If you are a worker in California, you may have concerns about the proper reporting of workplace injuries. In some cases, your claim may be denied if a particular injury is not considered to be worthy of coverage. To this end, there are steps you can take to appeal your denial, which is imperative for getting the compensation necessary to make a recovery.
As stated by California’s Department of Industrial Relations, filing an Application for Adjudication of Claim is an integral component of appealing a denial of benefits. You will need to provide this document to the Division of Workers’ Compensation, as well as the claims administrator involved in your case. To file a claim you must locate your county’s office if you work in the same area where you live. If you work in a different county, you will file the document within that office.
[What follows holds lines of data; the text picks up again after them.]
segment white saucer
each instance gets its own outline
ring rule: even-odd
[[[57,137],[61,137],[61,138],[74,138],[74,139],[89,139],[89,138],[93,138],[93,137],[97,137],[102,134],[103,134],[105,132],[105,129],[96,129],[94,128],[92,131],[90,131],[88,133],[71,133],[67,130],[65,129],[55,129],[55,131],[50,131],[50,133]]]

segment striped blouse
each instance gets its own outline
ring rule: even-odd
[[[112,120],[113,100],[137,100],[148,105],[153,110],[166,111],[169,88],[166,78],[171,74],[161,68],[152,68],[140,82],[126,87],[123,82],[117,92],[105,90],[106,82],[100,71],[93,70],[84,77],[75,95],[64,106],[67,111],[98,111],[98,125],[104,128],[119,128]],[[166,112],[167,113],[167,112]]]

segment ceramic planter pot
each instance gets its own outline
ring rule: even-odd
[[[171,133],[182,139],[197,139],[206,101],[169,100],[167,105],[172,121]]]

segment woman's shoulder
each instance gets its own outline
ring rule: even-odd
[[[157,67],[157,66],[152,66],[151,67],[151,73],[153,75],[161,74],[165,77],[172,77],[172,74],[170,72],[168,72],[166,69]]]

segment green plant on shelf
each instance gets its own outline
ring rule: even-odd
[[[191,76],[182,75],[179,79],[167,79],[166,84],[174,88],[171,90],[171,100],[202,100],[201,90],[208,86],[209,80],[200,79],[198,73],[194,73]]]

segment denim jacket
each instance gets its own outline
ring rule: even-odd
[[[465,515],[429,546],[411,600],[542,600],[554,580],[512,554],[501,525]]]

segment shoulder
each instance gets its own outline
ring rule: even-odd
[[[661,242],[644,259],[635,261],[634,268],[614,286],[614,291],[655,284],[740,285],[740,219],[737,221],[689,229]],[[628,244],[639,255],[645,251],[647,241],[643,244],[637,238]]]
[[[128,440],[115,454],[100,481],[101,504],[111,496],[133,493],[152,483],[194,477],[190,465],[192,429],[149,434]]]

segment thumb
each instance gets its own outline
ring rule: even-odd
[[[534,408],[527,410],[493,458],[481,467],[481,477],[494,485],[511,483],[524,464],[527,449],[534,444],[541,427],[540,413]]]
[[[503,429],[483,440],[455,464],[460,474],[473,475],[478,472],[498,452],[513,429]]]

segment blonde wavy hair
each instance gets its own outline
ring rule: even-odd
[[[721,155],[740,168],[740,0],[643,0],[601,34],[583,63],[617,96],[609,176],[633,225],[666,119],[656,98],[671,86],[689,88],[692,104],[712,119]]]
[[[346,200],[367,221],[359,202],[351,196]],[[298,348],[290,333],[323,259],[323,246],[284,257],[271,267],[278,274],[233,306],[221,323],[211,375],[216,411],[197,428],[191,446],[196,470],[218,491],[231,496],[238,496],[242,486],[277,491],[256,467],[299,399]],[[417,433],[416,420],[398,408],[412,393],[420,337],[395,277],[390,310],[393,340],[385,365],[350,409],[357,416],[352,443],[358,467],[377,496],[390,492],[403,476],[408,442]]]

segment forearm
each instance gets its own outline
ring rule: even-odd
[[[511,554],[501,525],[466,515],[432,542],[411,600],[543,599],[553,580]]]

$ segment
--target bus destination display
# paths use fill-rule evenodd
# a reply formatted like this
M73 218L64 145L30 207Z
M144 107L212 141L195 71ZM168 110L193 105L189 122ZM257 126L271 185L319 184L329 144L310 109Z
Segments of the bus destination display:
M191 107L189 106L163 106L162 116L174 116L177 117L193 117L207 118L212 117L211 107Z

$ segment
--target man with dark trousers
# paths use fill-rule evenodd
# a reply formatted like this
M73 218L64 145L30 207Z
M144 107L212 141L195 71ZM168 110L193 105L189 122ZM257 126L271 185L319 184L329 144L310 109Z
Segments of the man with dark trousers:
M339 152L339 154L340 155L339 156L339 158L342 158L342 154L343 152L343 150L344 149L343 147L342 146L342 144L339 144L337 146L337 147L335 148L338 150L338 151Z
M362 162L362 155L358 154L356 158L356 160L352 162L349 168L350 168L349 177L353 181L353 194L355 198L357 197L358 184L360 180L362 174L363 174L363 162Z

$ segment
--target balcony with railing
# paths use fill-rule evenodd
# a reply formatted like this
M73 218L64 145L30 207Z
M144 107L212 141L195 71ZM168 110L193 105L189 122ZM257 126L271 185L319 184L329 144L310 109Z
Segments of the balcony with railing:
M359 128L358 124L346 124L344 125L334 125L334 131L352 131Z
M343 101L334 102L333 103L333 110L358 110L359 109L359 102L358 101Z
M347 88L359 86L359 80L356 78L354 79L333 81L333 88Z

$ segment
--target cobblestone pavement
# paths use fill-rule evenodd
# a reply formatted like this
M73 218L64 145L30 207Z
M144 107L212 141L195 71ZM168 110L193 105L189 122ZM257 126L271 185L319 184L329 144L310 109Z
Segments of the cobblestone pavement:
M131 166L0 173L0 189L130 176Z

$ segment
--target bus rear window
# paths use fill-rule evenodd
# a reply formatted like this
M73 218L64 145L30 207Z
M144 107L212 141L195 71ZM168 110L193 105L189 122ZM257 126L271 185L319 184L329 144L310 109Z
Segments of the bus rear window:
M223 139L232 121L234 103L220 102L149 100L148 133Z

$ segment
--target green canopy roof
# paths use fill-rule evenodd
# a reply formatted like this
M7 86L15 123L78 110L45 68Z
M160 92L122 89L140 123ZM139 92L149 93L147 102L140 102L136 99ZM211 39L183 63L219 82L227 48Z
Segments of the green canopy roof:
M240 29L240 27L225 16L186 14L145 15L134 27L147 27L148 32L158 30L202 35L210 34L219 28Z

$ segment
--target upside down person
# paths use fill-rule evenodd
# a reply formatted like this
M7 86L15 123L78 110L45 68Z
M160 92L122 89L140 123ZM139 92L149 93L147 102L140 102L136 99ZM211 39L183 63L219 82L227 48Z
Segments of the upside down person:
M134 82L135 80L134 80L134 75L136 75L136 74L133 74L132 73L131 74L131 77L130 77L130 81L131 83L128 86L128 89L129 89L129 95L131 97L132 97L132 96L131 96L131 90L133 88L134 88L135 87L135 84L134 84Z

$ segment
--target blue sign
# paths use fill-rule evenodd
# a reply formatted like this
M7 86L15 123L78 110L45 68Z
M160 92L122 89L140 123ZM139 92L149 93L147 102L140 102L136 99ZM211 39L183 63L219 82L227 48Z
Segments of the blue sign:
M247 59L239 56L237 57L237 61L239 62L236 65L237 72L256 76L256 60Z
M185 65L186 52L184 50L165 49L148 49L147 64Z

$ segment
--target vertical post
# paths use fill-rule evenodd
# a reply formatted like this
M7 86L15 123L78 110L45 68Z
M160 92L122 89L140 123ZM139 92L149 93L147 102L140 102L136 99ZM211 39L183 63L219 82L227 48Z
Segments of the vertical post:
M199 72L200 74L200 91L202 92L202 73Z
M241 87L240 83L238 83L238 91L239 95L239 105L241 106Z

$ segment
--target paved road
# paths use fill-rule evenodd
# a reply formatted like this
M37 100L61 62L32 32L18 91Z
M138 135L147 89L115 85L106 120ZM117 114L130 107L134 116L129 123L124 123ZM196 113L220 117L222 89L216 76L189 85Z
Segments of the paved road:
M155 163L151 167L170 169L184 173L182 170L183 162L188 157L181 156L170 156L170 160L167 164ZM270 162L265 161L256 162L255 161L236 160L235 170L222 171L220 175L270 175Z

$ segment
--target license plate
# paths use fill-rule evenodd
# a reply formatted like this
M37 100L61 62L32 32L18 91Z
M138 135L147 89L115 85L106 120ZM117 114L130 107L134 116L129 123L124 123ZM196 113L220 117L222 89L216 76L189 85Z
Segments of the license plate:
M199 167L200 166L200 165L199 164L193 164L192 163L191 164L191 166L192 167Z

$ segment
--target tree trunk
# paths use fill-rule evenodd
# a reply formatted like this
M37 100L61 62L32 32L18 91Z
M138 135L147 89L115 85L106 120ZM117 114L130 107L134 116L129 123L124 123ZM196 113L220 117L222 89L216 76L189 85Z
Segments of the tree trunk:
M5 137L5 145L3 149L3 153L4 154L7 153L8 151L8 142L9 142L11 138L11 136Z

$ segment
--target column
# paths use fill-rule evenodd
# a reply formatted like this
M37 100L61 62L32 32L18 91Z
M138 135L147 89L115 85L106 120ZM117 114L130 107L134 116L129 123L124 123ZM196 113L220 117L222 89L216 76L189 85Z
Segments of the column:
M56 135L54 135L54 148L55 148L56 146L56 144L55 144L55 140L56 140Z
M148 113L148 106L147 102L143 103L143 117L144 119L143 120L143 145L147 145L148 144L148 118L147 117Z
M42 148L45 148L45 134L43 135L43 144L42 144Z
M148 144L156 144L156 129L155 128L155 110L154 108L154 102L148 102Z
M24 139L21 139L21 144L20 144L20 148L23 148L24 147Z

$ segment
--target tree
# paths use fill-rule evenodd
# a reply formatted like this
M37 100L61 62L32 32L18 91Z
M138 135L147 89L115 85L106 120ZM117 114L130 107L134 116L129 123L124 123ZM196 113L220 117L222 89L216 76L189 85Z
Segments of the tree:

Once this application has been received, you will be notified and must then request a hearing. The ultimate goal of the hearing is to reach an appropriate settlement, which will be at the discretion of the judge presiding over your case. Failure to do so will result in a trial, wherein you must present evidence that your injuries are the result of workplace practices. A decision is usually issued from one to three months after a trial takes place.
During the process you may be asked to visit a medical professional for an evaluation. This occurs when your primary doctor makes a claim about your condition that is disputed by the claims administrator. In some cases, your legal team and the claims administrator will work in conjunction to find a suitable doctor to perform the evaluation.